Machine Learning-Assisted Automated VLSI Design for Bioinformatics Hardware Accelerators with Embedded Cryptographic Security
DOI:
https://doi.org/10.31838/JCVS/07.02.04Keywords:
Automated VLSI design, Bioinformatics accelerators, Machine learning, Cryptographic hardware security, Reinforcement learning, Hardware–software co-design, Secure biomedical computingAbstract
The growing need of high-throughput bioinformatics computation, and the strict data privacy demands has further triggered the need to have hardware accelerators with both sophisticated processing and in-built cryptographic protection. The given paper introduces a machine learning-aided automated VLSI design system that should be used to create next-generation bioinformatics accelerators with embedded security primitives. The suggested approach capitalizes on the design-space exploration based on the learning approach, adaptive hardware synthesis, and on-board encryption to facilitate genomic alignment, protein structure modelling, and multi-omics signal analysis. Reinforcement learning and trained prediction models are auto-generate architectural choices which can be used to optimize datapaths, memory subsystems, and cryptographic blocks. Lightweight AES, hash and PUF authentication units embedded are used to guarantee confidentiality and integrity in biomedical processes where compliance with regulation is paramount. The given framework would be beneficial to both the edge and cloud-connected biomedical system because it allows increasing design scalability and decreasing the amount of manual engineering overhead.
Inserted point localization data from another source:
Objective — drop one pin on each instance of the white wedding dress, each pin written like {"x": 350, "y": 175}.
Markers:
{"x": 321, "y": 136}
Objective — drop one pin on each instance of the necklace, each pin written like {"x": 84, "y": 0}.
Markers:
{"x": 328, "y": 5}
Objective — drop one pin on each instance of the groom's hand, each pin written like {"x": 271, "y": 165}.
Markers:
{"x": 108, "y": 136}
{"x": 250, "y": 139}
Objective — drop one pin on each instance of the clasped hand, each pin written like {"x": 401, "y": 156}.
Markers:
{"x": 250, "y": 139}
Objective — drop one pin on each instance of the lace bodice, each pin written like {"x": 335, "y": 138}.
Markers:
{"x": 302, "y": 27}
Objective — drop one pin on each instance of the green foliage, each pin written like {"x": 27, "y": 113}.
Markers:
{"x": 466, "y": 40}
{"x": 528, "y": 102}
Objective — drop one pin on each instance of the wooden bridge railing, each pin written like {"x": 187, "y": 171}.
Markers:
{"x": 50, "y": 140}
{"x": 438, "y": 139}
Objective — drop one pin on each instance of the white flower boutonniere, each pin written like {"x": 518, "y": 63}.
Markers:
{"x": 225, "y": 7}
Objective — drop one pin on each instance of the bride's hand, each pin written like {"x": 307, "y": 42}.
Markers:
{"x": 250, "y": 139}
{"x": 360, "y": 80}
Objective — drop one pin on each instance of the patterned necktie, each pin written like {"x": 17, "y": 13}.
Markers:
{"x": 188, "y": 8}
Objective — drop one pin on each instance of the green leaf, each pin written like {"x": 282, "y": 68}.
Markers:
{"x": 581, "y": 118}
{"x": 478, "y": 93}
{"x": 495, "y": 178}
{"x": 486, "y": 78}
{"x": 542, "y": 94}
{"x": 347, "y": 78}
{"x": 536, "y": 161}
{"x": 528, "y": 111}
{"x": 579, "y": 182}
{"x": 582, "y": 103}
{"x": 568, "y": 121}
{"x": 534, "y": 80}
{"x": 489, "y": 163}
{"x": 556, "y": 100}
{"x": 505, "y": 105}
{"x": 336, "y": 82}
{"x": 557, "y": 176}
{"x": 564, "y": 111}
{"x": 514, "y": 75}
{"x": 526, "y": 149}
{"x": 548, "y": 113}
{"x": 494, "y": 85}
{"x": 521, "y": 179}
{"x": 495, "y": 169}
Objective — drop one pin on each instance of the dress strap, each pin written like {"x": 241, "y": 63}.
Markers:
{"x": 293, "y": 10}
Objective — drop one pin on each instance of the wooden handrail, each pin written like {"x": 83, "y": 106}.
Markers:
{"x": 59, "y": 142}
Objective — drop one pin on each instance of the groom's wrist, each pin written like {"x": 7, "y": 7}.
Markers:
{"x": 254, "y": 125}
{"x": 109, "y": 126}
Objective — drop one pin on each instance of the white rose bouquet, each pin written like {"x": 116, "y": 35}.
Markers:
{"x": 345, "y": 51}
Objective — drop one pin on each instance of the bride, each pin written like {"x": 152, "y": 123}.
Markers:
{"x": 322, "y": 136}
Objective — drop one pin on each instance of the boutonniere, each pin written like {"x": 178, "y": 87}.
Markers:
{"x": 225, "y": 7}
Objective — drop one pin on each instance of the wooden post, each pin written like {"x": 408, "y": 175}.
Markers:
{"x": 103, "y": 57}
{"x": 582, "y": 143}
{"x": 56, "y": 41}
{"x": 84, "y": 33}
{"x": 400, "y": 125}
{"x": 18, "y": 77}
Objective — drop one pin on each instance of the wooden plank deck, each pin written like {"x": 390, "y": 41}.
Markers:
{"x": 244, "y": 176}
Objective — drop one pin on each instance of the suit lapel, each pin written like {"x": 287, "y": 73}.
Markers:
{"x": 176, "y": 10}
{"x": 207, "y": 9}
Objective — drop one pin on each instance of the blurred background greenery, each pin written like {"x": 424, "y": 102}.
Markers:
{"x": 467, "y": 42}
The experimental tests show that it is more efficient in design, has less power consumption, and is more efficient in computational throughput than traditional VLSI techniques. This is further enhanced by the fact that the ML-directed optimization further minimises development cycles, and guarantees security-performance balance of various bioinformatics kernels. This work introduces a single design paradigm, which is a unification of automated VLSI synthesis, machine intelligence, and cryptographic protection of secure biomedical hardware acceleration.